The way it typically works is if a condo association’s building policy cannot fully cover the cost of a repair, the association will bill owners for the remainder of the repair cost as a special assessment. Condo owners can recoup that special assessment, up to the limit of their coverage, from their own insurers. Coverage for special assessments is meant to pay for unexpected but minor damage, such as replacing fascia after a hurricane, as well as liability claims, like a drowning in a community pool. Coverage is triggered not when the event occurs but on the date the owner gets the bill for the assessment. “Routine maintenance is not covered,” said an executive of a Florida-based insurer, whose president would not authorize him to speak for attribution. Some insurance industry insiders, the executive said, are concerned that if increased scrutiny of structural integrity triggers a tidal wave of required repairs, lawmakers could decide to require loss assessment coverage to help foot the bills.

“The industry has to look out for a stroke-of-the-pen decree that the insurer is on the hook for all loss assessments, even problems that started 30 years ago,” he said. If that happens, he expects many insurers to stop offering condo unit coverage. Chip Merlin, president of Merlin Law Group, a Tampa-based law firm specializing in property insurance litigation, said he’s concerned that insurers will try to water down or eliminate loss assessment provisions in all of their policies to prevent it from being applied to structural repairs. Waiting to learn cause of collapse Some experts interviewed for this story say it’s premature to predict how the insurance industry will react to the collapse.

Investigations into what caused it are still in the early stages, and the insurance industry is waiting for results before making major changes to coverage criteria or prices, Nyce said. “Hopefully most companies will want to find out the cause first,” he said. “This was not a normal event.” Questions yet to be answered include: Were inspectors not doing their jobs and certifying buildings as safe? If insurance companies feel Miami-Dade County was not doing its job, rates in that county may go up.

“There are lots of theories. If it’s determined there were common construction practices in the 1970s and 1980s that caused it, then yeah, we’ll probably see rates rise for older buildings.” Merlin sees the possibility of a different outcome.
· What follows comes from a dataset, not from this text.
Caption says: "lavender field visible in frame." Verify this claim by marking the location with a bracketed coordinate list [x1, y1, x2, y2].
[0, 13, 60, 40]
With property managers and association boards now prioritizing maintenance and repairs, one could argue that condo buildings are safer today than before the tragedy happened, he said. “If you are in a building and you see cracks in concrete and rebar that’s deteriorating, you’re going to be asking your board or property manager, ‘What are we doing about this?’ ” Hopefully all of the repairs will make insurers want to cover more condo buildings “and we’ll see that reflected in lower rates,” he said.